Hari Patience-Davies shares three presentation hacks for easier eye contact.
Whether you’re talking in a meeting room or presenting on a stage, there’s one piece of advice that is given over and over again – make eye contact with your audience.
But sometimes that’s easier said that done. If a speaker is feeling nervous or experiencing public speaking anxiety the idea of looking the audience in the eye is pretty intimidating.
But there are some ways to hack it. Here are two techniques to fool the audience into thinking their getting eye contact when they’re not…
Eyebrows and glasses
So long as the person you are talking to is more than 6 feet (2 metres) away you don’t have to make eye contact with their actual eyes. Instead try focussing your attention on their eyebrows, or if they wear glasses, on the frames of the glasses.
To the audience member, it will feel like legitimate eye contact, but for the speaker, it’s not.
This only works if the person or people you are talking to are more than six feet from you – any closer and they may realise that you’re not quite meeting their gaze.
Focus on the people at the back
If you’re presenting in a room laid out theatre or dinner style (lots of tables) you get a lot more bang for your buck if you aim your gaze at the tables furthest from you.
This is similar to focussing on people’s glasses rather than their eyes, but when a table or group of people is more than 10 feet or 3 metres away you can focus instead on the table or generally on the group rather than meeting any individual’s eyes. As with the the glasses hack, the people in the audience will feel they are being looked at, while the speaker is able to instead talk to a table decoration or other inanimate object.

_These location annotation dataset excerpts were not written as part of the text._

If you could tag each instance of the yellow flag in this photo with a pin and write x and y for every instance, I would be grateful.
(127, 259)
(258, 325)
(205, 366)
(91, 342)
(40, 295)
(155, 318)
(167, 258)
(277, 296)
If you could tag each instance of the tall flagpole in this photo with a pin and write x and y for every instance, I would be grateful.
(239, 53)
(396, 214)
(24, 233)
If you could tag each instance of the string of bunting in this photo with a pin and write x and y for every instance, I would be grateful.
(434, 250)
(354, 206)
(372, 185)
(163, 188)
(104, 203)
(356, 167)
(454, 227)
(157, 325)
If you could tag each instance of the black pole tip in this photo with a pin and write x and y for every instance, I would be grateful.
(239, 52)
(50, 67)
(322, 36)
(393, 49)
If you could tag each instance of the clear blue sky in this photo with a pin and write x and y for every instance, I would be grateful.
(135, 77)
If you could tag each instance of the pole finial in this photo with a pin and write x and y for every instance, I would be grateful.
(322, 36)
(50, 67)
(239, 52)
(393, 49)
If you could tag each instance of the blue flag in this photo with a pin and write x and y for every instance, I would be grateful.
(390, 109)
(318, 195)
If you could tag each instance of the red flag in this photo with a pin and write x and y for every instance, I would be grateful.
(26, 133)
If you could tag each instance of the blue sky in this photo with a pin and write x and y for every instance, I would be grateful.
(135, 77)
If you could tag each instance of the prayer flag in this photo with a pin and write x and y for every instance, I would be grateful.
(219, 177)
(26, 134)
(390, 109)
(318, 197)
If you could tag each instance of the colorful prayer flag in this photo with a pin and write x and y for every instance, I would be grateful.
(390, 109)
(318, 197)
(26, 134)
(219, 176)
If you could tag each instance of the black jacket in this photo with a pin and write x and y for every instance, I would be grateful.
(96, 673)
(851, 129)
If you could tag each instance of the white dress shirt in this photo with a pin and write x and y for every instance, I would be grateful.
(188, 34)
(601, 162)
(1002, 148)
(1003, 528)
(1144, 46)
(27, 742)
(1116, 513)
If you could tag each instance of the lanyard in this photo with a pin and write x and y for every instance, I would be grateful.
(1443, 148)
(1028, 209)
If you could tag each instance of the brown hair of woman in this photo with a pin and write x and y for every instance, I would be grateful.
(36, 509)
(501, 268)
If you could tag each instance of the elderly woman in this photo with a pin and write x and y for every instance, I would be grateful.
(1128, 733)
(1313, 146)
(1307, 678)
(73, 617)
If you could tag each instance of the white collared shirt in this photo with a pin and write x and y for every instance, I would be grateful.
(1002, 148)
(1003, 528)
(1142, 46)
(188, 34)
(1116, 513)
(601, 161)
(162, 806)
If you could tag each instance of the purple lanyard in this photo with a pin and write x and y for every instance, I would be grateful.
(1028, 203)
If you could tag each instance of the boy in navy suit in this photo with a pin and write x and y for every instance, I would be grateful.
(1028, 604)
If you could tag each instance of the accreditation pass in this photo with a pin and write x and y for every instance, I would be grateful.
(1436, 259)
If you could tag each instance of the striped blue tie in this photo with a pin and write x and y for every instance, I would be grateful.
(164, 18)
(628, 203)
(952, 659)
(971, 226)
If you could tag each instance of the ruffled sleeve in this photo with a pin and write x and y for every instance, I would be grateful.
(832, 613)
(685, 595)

Both of these are about avoidance of eye contact, without loss of engagement. But there are some circumstances in which you simply can’t fake it. In which case:
Have friendly targets
Can you pre-populate the audience with a couple of ringers. Are there friendly colleagues you can ask to position themselves around the room to be the target for your eye contact? Or if don’t know any of your audience, can you identify the most important decision makers – after all it’s a lot easier to just make eye contact with 2 or 3 people than it is to try and connect with 15 or 20.
Try to avoid playing tennis with eye contact and moving from left, to right, to left. Instead, select the people you’ll look at and move your gaze between them randomly. Don’t shift every 20 or 30 seconds – move your eyes from one person to the next at the end of your sentence or the point you want to make.
Most of the time we will have allies in our audiences – so even if you can’t plant a few ringers, look for your allies. A friendly face is much easier to focus on.
If all else fails DO NOT imagine the audience naked. I have no idea why that piece of advice has become so popular – I can’t imagine anything worse than picturing people’s naked bodies when I’m trying to deliver a speech. Don’t do it.
Instead look for something familiar. Is there any audience member wearing a suit like your husband or with hair the same colour as your girlfriend or sister? Can you imagine that person as a friendly face and present to them, rather than the actual person who is in front of you?
It can take some work, but if you imagine you’re speaking to a friendly audience, you may find you relax more – which should also make you a better presenter, as a bonus.